Robert Sellier incarne avec un réel talent d'acteur un Fabio cabotin et sûr de lui, messager des demandes contradictoires de Rome auprès de Bérénice. Si le médium est bien rond, l'étendue du timbre demeure un peu limitée, et il est un peu à la peine dans les redoutables ornements du Guerra e pace au début du second acte. Franziska Gottwald nous a un peu déçue au plan vocal, se montrant un peu terne dans le rôle d'Arsace, avec là aussi des ornements parcimonieux dans le Amore contro amor du second acte. On retiendra toutefois le savoureux duo avec Alessandro au troisième acte (Le dirai), ainsi que sa prestation scénique sensible et réussie.

Enfin la basse Ky-Hyun Park porte un tonitruant Aristobolo, qui déclame sentencieusement la morale des principaux rebondissements.

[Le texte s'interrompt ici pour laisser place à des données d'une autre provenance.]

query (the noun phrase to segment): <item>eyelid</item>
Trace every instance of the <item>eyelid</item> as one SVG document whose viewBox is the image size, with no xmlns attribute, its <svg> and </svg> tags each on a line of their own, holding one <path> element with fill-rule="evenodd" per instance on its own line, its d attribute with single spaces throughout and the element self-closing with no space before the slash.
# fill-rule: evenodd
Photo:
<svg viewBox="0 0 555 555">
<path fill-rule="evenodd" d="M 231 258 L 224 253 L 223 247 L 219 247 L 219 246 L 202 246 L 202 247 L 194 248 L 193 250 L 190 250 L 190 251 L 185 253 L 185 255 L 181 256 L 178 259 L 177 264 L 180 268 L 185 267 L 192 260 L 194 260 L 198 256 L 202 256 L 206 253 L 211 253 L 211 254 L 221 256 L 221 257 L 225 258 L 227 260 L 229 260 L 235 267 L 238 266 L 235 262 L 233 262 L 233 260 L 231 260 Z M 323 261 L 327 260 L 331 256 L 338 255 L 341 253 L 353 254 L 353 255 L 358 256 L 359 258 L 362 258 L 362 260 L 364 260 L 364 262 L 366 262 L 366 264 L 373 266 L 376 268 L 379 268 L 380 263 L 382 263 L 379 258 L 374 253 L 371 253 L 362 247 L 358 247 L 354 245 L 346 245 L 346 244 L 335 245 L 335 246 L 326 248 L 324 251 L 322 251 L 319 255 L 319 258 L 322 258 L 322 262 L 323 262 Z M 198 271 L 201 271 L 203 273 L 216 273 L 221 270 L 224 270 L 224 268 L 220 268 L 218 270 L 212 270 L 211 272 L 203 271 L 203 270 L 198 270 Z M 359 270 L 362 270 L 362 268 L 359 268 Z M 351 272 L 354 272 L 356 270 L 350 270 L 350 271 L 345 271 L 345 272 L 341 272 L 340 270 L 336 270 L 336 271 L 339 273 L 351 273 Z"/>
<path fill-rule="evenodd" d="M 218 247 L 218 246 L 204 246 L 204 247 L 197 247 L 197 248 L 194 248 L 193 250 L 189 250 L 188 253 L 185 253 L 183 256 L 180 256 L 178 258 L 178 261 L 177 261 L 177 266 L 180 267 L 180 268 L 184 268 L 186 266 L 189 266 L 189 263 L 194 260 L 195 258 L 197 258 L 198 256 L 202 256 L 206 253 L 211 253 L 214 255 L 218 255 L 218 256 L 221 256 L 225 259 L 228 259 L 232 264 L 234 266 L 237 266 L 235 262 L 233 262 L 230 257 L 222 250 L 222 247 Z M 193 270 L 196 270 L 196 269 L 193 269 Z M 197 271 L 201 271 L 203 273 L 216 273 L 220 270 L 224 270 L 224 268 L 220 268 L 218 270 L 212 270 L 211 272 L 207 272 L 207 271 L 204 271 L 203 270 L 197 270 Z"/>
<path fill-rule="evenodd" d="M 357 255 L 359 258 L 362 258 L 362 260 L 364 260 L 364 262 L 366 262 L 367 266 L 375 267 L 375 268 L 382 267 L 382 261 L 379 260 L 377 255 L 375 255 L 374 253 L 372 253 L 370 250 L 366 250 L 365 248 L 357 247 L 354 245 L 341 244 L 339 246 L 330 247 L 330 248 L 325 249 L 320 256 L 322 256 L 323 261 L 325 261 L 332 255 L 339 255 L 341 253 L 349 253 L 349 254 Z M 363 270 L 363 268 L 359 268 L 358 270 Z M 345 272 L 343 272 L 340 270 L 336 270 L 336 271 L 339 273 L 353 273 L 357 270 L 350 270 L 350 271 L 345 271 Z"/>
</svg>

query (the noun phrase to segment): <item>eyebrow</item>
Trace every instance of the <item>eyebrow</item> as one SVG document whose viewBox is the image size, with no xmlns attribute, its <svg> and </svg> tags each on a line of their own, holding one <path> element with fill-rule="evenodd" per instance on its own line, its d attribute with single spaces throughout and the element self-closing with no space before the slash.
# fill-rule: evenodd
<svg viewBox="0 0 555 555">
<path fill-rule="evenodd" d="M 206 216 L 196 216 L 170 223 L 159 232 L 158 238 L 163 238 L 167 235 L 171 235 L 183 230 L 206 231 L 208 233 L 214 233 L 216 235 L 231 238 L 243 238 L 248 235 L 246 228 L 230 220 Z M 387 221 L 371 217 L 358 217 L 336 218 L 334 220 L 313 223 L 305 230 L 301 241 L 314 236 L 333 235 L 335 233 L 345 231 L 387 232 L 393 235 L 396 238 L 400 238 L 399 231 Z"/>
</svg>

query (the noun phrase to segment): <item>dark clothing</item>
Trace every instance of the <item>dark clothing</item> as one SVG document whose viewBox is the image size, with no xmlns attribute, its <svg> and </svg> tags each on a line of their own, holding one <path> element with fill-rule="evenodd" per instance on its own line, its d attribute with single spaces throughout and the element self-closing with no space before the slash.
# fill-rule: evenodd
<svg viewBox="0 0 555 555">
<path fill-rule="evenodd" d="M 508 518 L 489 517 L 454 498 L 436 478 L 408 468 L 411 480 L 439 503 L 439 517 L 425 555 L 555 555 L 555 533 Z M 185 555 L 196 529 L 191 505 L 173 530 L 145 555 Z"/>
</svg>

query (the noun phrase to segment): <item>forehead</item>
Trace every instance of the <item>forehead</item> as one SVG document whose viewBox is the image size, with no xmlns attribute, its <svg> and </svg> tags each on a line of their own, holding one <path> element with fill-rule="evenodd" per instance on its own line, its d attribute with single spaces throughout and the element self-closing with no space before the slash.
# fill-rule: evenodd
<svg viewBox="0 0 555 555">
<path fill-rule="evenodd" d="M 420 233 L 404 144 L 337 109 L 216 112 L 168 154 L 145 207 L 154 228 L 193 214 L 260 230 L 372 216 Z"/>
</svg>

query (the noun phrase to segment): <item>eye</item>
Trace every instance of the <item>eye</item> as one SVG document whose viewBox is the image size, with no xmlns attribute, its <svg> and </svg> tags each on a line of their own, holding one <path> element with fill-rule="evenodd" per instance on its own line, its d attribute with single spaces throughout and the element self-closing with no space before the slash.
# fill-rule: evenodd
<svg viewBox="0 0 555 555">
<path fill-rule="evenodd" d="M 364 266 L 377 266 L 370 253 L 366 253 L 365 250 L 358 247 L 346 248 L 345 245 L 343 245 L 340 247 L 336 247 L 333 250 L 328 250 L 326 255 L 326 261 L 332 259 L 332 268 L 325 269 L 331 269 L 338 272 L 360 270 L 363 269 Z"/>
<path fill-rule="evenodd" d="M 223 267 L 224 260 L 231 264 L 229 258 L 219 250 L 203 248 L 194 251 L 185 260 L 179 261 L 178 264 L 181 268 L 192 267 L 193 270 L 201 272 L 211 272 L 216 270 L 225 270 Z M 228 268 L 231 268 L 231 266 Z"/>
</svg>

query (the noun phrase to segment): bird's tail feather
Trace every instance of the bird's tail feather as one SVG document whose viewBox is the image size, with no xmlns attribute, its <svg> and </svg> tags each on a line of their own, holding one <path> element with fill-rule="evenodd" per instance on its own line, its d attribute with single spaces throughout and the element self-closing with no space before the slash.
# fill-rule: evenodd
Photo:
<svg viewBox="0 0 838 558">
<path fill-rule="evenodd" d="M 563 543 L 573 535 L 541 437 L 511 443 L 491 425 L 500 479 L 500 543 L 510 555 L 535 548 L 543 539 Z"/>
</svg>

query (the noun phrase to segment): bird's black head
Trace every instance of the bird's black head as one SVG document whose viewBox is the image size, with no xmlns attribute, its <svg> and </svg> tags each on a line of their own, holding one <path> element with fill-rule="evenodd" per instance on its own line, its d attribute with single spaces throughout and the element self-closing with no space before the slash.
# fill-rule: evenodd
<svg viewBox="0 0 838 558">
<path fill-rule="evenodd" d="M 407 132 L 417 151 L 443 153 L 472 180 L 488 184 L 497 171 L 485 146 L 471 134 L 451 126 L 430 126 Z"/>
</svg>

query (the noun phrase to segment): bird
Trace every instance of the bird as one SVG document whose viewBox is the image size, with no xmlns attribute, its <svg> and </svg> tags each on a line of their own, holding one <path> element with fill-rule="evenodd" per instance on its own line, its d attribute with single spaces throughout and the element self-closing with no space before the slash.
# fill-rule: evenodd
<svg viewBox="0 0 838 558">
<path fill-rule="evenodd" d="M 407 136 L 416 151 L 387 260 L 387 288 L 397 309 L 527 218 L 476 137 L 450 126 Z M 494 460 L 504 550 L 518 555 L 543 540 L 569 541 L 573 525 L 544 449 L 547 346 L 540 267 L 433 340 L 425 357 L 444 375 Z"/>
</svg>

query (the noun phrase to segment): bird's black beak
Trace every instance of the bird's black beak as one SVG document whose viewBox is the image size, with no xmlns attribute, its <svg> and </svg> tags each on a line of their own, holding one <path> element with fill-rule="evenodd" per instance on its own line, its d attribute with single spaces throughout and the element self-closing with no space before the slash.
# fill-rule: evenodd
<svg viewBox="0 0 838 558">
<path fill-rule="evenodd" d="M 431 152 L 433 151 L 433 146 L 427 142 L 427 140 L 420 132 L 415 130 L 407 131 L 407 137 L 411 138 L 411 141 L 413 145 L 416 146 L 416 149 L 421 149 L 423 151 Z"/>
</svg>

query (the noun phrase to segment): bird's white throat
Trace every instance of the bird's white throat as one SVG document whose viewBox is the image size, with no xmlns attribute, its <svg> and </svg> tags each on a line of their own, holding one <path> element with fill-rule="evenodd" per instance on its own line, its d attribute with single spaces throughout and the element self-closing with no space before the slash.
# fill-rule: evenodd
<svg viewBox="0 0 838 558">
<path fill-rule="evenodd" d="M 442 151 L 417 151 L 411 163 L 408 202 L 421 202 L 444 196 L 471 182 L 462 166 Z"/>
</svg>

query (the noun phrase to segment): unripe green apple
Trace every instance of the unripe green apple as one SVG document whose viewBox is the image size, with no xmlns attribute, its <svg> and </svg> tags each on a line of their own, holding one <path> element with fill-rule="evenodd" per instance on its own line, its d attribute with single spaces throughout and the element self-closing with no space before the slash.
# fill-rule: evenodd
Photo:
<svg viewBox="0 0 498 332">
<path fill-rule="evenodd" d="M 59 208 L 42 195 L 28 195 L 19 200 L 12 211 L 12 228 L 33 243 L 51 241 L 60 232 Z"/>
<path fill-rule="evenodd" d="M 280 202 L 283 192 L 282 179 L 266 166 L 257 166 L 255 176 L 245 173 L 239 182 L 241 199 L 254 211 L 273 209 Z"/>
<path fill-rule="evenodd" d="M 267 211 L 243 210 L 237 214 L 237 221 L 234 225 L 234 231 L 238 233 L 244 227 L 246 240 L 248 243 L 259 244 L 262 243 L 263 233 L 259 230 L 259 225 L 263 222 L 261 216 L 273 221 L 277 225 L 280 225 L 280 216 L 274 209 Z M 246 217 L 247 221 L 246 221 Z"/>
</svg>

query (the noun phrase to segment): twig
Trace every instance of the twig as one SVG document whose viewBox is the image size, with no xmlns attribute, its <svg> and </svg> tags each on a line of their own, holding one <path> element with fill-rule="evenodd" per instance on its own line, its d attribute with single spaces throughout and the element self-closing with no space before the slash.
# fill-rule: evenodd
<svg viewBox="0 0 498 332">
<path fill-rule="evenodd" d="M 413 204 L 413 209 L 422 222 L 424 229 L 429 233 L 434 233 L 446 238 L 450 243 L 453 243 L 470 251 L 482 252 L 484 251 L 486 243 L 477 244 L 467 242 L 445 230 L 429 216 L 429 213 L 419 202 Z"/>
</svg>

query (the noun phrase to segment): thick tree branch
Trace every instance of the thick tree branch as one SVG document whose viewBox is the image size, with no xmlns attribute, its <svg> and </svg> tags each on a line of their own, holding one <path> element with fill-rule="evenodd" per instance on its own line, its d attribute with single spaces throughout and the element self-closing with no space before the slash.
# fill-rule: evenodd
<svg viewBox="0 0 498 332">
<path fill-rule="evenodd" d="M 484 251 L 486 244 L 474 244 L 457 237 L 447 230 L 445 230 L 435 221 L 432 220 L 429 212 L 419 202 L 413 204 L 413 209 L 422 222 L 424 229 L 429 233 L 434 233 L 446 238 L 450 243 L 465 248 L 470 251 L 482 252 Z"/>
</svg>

Sa projection martiale s'impose avec vigueur, et sa diction s'est considérablement affermie depuis ses premières apparitions il y a quelques années sur les scènes du Festival (lire notre chronique : Sosarme). Chacune de ses apparitions constitue un véritable numéro vocal et scénique : entouré de deux danseuses en tenue lamée dans l'acte I (Con gli strali), ou encore le formidable Senza te du deuxième acte, à la reprise.

A la tête de l'orchestre du Festival, Jörg Halubek fait montre d'une direction assez classique mais bien en phase avec le parti pris comique de la mise en scène, et surtout particulièrement attentive aux chanteurs. La ligne orchestrale fluide et bien ordonnée s'accorde toutefois de bonne grâce au parti pris jubilatoire de la mise en scène, en émaillant régulièrement la partition de quelques notes de clavecin qui évoquent la sonnerie d'un portable ! Tant par sa qualité musicale que par sa mise en scène divertissante, cette Berenice a ce soir-là conquis sans peine les chaleureux applaudissements du public du Festival.